Manifestación del 8-M 2026 en Córdoba / Álvaro Guerrero Jiménez

Córdoba
Unas 3.000 personas han participado en una amplia manifestación feminista que ha recorrido Córdoba desde el mediodía hasta las 14:00 horas. El dato, ofrecido por el recuento provisional de la Policía Nacional, deja ver unidad entre las distintas organizaciones y colectivos feministas que, de nuevo, han vuelto a marchar juntos por la capital de provincia.
La organización ha querido poner de relieve un feminismo interseccional, "porque nuestra lucha es colectiva y entendemos que las opresiones de género, raza, clase y orientación sexual se cruzan y multiplican", han aseverado en un comunicado leído al final de una manifestación que ha confluido en la plaza de Las Tendillas. El despliegue ha sido multitudinario y como en años anteriores, acompañado de la tradicional batucada.
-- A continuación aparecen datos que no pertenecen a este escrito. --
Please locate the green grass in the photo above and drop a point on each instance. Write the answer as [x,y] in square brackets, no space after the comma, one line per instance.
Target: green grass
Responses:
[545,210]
La Asamblea 8-M Córdoba ha querido enfatizar que "el origen de todas las violencias que sufren las mujeres es el sistema capitalista y patriarcal, que nos oprime y subyuga también en el ámbito laboral, donde estamos sometidas a agresiones", dicen las organizadoras. Al respecto, aseguran que "este sistema condena a las mujeres a los trabajos peor pagados, a las peores condiciones laborales, a los niveles de explotación más elevados o a la miseria".
Durante la marcha también se han elevado cánticos contra la violencia de género, contra la discriminación de las personas trans o la pérdida del miedo contra las agresiones sexuales. Entre los asistentes, hombres y mujeres de todas las edades, que han puesto en valor la importancia de la lucha feminista para conseguir una sociedad más igualitaria.
La asamblea ha hecho un llamamiento además a las administraciones para que refuercen la inversión en la lucha contra el maltrato a las mujeres, contra la trata o para el momento de la corresponsabilidad. "Los motivos de la lucha se han ido transformando", explicaba una de las asistentes, "pero el fondo de las reivindicaciones sigue siendo el mismo: la igualdad real".